Nein, so et­was for­dert das Eu­ro­pa­recht nicht, stell­te der EuGH im No­vem­ber 2011 klar: Wenn ein Ta­rif­ver­trag Ur­laubs­an­sprü­che lan­ge er­krank­ter Ar­beit­neh­mer nach 15 Mo­na­ten ver­fal­len lässt, ist das in Ord­nung, so der EuGH mit Ur­teil vom 22.11.2011, C-214/10 (KHS gg. Schul­te). Der Ur­laub muss in Krank­heits­fäl­len nur "deut­lich län­ger" ge­si­chert sein als zwölf Mo­na­te.

Das gilt aber nicht für die An­wen­dung ta­rif­li­cher Ver­fall­fris­ten auf Ur­laubs­ab­gel­tungs­an­sprü­che, so das BAG in ei­nem ak­tu­el­len Ur­teil. Ist das Ar­beits­ver­hält­nis ein­mal be­en­det, kön­nen ta­rif­li­che Ver­fall­fris­ten den Ur­laubs­ab­gel­tungs­an­spruch auch bin­nen we­ni­ger Mo­na­te un­ter­ge­hen las­sen: BAG, Ur­teil vom 13.12.2011, 9 AZR 399/10.

Gelten die Zeitvorgaben KHS-Urteils des EuGH auch für die Urlaubsabgeltung?

Mit sei­nem Ur­teil vom No­vem­ber 2011 (EuGH, Ur­teil vom 22.11.2011, C-214/10 - KHS gg. Schul­te) hat der EuGH sein grund­le­gen­des Ur­teil vom vom 20.01.2009, (C-350/06 Schultz-Hoff) im Grun­de ge­kippt. Denn dem KHS-Ur­teil zu­fol­ge kann ein Ta­rif­ver­trag oder ei­ne na­tio­na­le Ge­set­zes­vor­schrift dem "end­lo­sen" An­wach­sen von Ur­laubs­ansprüchen lan­ge er­krank­ter Ar­beit­neh­mer ei­ne Gren­ze set­zen.

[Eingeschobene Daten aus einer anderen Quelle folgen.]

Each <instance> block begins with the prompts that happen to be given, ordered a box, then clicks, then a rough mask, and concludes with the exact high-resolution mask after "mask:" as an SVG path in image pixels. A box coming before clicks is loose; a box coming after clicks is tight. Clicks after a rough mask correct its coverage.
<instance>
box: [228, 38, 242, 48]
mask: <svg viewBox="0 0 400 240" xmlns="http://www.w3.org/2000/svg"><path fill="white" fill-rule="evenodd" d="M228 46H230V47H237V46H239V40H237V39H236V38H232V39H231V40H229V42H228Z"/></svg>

Al­ler­dings muss der Ur­laubs­an­spruch, so der EuGH im KHS-Ur­teil, zu­guns­ten er­krank­ter Ar­beit­neh­mer für ei­ne "deut­lich" länge­re Zeit als zwölf Mo­na­te ge­si­chert wer­den. "Deut­lich" ist aber ein schwam­mi­ger Be­griff, denn im KHS-Ur­teil seg­ne­te der EuGH ei­nen Ta­rif­ver­trag ab, der zum Ver­fall des Rest­ur­laubs nach 15 Mo­na­ten, ge­rech­net ab dem En­de des Ur­laubs­jah­res, führ­te.

Heißt das aber jetzt auch, dass Ansprüche auf Ur­laubs­ab­gel­tung eben­falls min­des­tens "deut­lich länger" als zwölf Mo­na­te ge­si­chert sein müssen und da­her nicht kürze­ren ta­rif­ver­trag­li­chen Ver­falls­fris­ten zum Op­fer fal­len dürfen? Nein, so das BAG, denn die Zeit­vor­ga­ben, die im KHS-Ur­teil des EuGH ent­hal­ten sind, gel­ten nur für den Ur­laubs­an­spruch selbst und nicht für den An­spruch auf Ur­laubs­ab­gel­tung.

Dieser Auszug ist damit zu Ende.